The European Commission has ordered the recall of a children's smartwatch because it leaves them open to being contacted and located by attackers.

In its recall alert, the Commission said the Enox Safe-Kid-One device posed a "serious" risk.

Data sent to and from the watch was unencrypted allowing data to be easily taken and changed, it said.

Enox said the decision was "excessive" and added that it had appealed against the ruling.

The recall is believed to be the first issued because a product does not protect user data.

Strong protest

"A malicious user can send commands to any watch making it call another number of his choosing, can communicate with the child wearing the device or locate the child through GPS," wrote the Commission in its alert notice.

It has directed public authorities across Europe to recall the product from end users.

Enox founder Ole Anton Bieltvedt told the BBC that the watch had passed tests carried out by German regulators last year allowing it to be sold.

The version the Commission tested was no longer on sale, he added.

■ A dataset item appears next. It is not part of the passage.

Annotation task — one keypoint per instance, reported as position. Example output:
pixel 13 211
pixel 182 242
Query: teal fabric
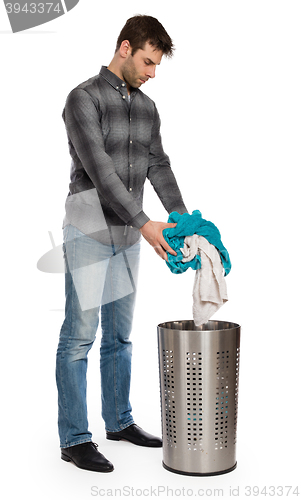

Enox planned to lodge an appeal with Iceland's consumer protection regulator which had complained about the watch to the Commission.

Mr Bieltvedt said Enox's distributor in Iceland had made a "strong protest" and "they have appealed to the authorities in charge with the demand that this test conclusion would be reversed".

The Enox device comes fitted with GPS, a microphone and speaker and has a companion app that lets parents oversee the location of the wearer and contact them.

Tests by security researchers on popular smartwatches aimed at children last year revealed some of their shortcomings.

The security experts found it was easy to track children as the watches did a poor job of encrypting data or checking who was logging information.

In November 2017, Germany banned smartwatches for children saying they were "spying devices".